Arms of the Nevers Counts of Eu

- 1472-1491 John, Count of Nevers, Count of Rethel, nephew of Charles, son of Philip of Burgundy and Bonne of Artois, born 1415, died 1491. Maternal Grandfather of Duke of Cleves Johann II "The Pious" and Engelbert, Count of Nevers. {Johann II "The Pious" was father of John III, Duke of Cleves}.

==House of Cleves==

Arms of the Cleves Counts of Eu

- 1492-1506 Engelbert of Cleves
- 1506-1521 Charles of Cleves
- 1521-1561 François I of Cleves
- 1561-1562 François II of Cleves
- 1562-1564 Jacques, Duke of Nevers
- 1564-1633 Catherine of Cleves with the following:
  - 1564-1567 with Antoine III de Croÿ, Prince of Porcien (first husband)
  - 1570-1588 with Henry I, Duke of Guise (second husband)
  - 1588-1633 with Charles, Duke of Guise (son)

==House of Guise==

Arms of the Guise Counts of Eu

- 1633-1640 Charles, Duke of Guise
- 1640-1654 Henry II, Duke of Guise
- 1654 Louis, Duke of Joyeuse
- 1654-1660 Louis Joseph, Duke of Guise
In 1660, he sold Eu to the Duchess of Montpensier.

==House of Montpensier==
- 1660-1681 Anne Marie Louise d'Orléans
She sold it in 1681 to the Duke of Maine.

==House of Bourbon==
The title was used by the House of Bourbon du Maine till 1775 when that house became extinct.
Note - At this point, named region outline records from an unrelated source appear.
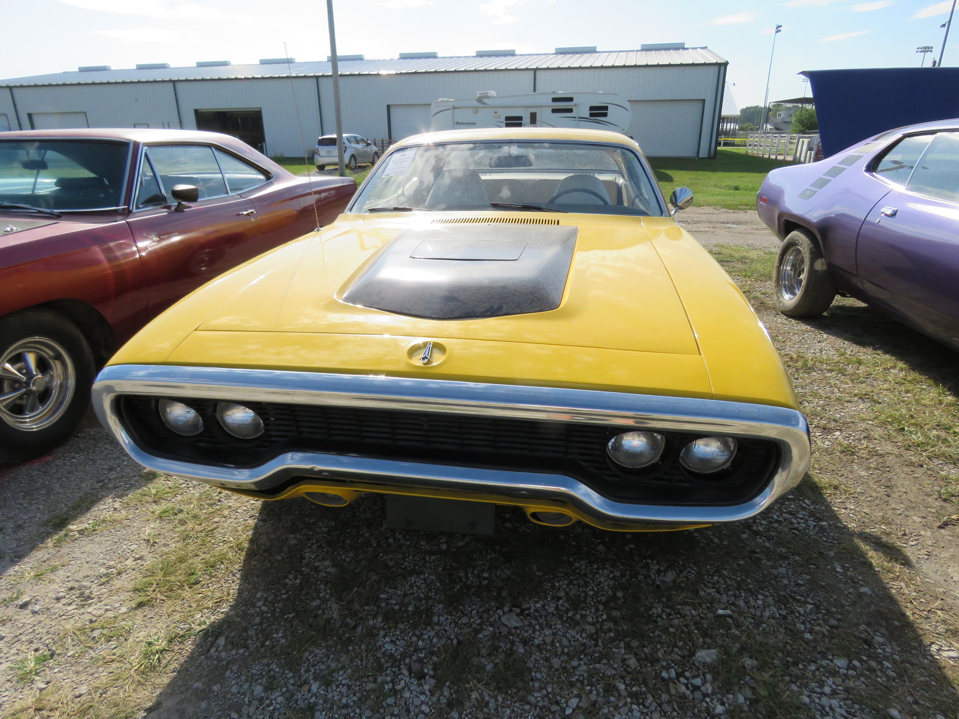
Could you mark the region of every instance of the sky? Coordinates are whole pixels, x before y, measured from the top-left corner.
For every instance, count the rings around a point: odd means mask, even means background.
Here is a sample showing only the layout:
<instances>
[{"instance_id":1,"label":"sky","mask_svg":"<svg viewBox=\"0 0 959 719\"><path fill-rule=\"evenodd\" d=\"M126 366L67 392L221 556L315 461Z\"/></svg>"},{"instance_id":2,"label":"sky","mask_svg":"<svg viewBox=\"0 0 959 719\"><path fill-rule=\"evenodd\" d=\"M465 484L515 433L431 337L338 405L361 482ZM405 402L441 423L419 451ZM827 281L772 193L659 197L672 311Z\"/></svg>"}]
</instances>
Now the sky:
<instances>
[{"instance_id":1,"label":"sky","mask_svg":"<svg viewBox=\"0 0 959 719\"><path fill-rule=\"evenodd\" d=\"M335 0L339 55L367 58L434 51L552 52L642 43L707 46L729 60L738 106L761 104L776 36L769 100L802 96L798 73L913 67L939 57L952 0ZM326 59L325 0L4 0L0 78L137 62L193 65L261 58ZM944 65L959 66L959 12ZM14 32L11 32L14 31ZM284 55L284 43L289 55Z\"/></svg>"}]
</instances>

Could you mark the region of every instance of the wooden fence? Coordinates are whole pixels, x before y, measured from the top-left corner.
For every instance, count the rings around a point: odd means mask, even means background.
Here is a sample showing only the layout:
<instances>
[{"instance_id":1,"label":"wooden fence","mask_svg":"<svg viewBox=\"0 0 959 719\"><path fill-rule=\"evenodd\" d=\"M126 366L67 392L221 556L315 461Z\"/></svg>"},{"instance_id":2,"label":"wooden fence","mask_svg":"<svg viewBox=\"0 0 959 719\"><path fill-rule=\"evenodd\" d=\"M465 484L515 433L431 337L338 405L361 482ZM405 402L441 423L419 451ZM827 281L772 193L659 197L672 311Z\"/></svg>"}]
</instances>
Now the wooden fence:
<instances>
[{"instance_id":1,"label":"wooden fence","mask_svg":"<svg viewBox=\"0 0 959 719\"><path fill-rule=\"evenodd\" d=\"M789 132L750 132L746 136L746 152L775 160L813 162L819 147L818 134Z\"/></svg>"}]
</instances>

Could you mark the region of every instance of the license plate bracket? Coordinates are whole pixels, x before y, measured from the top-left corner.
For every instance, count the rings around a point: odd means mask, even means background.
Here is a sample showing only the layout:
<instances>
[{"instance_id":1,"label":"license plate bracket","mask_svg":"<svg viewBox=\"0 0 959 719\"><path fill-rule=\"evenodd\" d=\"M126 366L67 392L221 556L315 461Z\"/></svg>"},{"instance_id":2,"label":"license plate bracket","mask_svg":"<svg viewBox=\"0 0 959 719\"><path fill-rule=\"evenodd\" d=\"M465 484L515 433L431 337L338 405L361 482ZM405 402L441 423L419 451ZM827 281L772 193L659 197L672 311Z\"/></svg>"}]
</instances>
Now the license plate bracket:
<instances>
[{"instance_id":1,"label":"license plate bracket","mask_svg":"<svg viewBox=\"0 0 959 719\"><path fill-rule=\"evenodd\" d=\"M496 531L496 505L484 501L386 495L386 527L491 537Z\"/></svg>"}]
</instances>

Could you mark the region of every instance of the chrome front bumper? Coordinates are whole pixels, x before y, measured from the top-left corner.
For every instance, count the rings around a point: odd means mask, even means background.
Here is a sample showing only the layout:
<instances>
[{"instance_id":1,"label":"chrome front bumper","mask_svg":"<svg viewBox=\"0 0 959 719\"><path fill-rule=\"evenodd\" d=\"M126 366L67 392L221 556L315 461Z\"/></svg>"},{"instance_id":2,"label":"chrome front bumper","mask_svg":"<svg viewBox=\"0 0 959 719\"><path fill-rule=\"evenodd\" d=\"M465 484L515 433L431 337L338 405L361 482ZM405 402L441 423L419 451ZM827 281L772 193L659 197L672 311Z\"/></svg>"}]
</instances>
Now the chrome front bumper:
<instances>
[{"instance_id":1,"label":"chrome front bumper","mask_svg":"<svg viewBox=\"0 0 959 719\"><path fill-rule=\"evenodd\" d=\"M155 456L137 446L117 413L121 395L412 409L758 437L775 442L781 460L759 496L732 506L632 504L609 499L564 475L324 452L290 452L247 469L207 466ZM140 464L224 489L269 495L302 477L339 482L345 490L426 490L462 499L504 498L521 505L559 503L600 525L694 525L743 520L798 484L809 464L808 428L800 412L716 400L366 375L121 364L100 373L93 385L93 406L104 427Z\"/></svg>"}]
</instances>

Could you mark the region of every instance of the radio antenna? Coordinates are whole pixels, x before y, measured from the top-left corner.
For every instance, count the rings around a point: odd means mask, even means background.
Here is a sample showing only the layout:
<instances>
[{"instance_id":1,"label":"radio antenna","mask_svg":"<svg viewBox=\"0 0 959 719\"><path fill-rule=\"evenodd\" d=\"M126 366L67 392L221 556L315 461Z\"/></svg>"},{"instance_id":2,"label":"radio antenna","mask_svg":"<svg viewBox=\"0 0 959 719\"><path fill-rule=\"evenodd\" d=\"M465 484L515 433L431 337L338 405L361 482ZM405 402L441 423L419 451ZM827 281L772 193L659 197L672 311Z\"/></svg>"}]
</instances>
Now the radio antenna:
<instances>
[{"instance_id":1,"label":"radio antenna","mask_svg":"<svg viewBox=\"0 0 959 719\"><path fill-rule=\"evenodd\" d=\"M306 150L306 139L303 137L303 123L299 119L299 104L296 103L296 84L293 82L293 71L290 66L290 53L287 51L287 43L283 43L283 57L287 60L287 76L290 78L290 90L293 95L293 109L296 110L296 127L299 128L300 132L300 147L303 149L303 161L307 165L306 176L310 180L310 199L313 205L313 217L316 220L316 227L314 230L318 232L319 227L319 213L316 212L316 193L313 189L313 171L311 169L312 163L310 162L310 155L307 154ZM316 92L319 92L319 85L316 86Z\"/></svg>"}]
</instances>

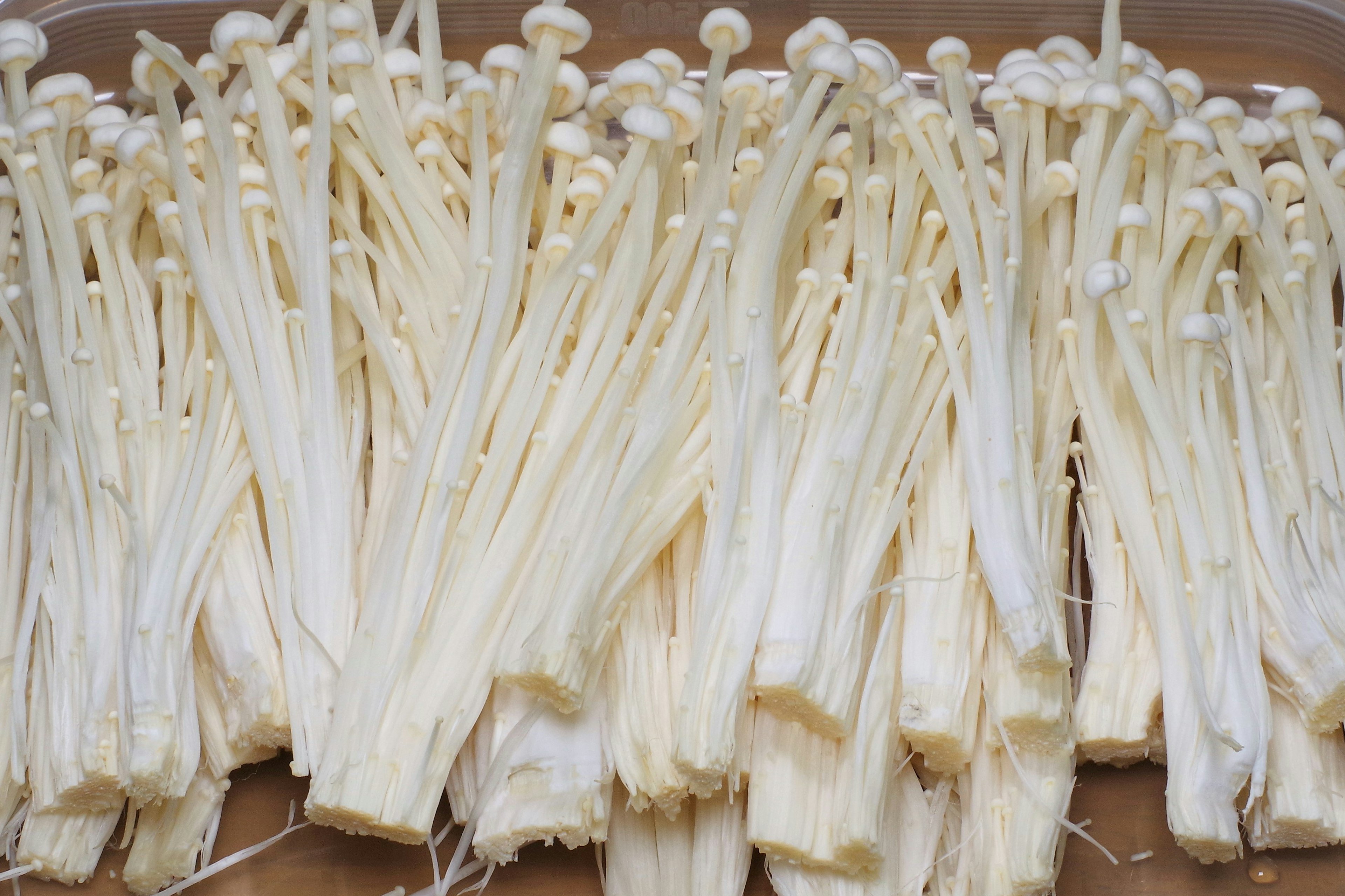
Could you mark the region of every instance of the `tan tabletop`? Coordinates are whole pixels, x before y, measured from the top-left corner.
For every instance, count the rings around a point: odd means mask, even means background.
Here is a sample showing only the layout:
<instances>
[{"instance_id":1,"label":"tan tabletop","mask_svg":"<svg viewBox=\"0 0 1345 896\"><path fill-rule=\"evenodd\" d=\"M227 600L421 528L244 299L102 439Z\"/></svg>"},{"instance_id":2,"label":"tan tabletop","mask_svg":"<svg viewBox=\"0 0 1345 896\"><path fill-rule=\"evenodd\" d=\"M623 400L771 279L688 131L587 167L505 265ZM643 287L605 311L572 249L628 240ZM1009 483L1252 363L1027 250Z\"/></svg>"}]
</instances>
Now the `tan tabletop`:
<instances>
[{"instance_id":1,"label":"tan tabletop","mask_svg":"<svg viewBox=\"0 0 1345 896\"><path fill-rule=\"evenodd\" d=\"M1345 848L1264 853L1279 880L1258 884L1248 876L1248 858L1227 865L1201 865L1178 849L1163 817L1162 768L1147 763L1127 770L1081 766L1071 818L1091 818L1088 831L1107 845L1120 865L1071 837L1059 896L1240 896L1241 893L1345 893ZM288 775L284 761L243 768L225 802L215 857L254 844L285 825L289 800L300 803L307 782ZM120 833L120 831L118 831ZM453 839L440 848L440 864L452 857ZM1154 850L1151 858L1130 856ZM309 826L188 892L192 896L382 896L401 884L413 893L430 883L428 850L371 837L350 837ZM26 896L55 893L125 893L120 880L125 853L108 849L97 877L74 891L59 884L24 881ZM109 877L116 870L117 877ZM600 896L593 849L529 846L521 861L496 870L490 896ZM771 892L760 857L748 883L749 896Z\"/></svg>"}]
</instances>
It then passed over to the cousins of the du Maines: The House of Bourbon-Penthièvre

- 1681-1736 Louis Auguste, Duke of Maine
- 1736-1755 Louis Auguste, Prince of Dombes;
  - son of the Duke of Maine
- 1755-1775 Louis Charles, Count of Eu;
  - brother of the Prince of Dombes
- 1775-1793 Louis Jean Marie de Bourbon, Duke of Penthièvre;
  - nephew of the Duke of Maine via the comte de Toulouse, du Maines younger brother
- 1793-1821 Louise Marie Adélaïde de Bourbon, Duchess of Orléans;
  - granddaughter of the Count of Toulouse
  - 1793 with Louis Philippe II, Duke of Orléans - husband of Louise Marie Adélaïde.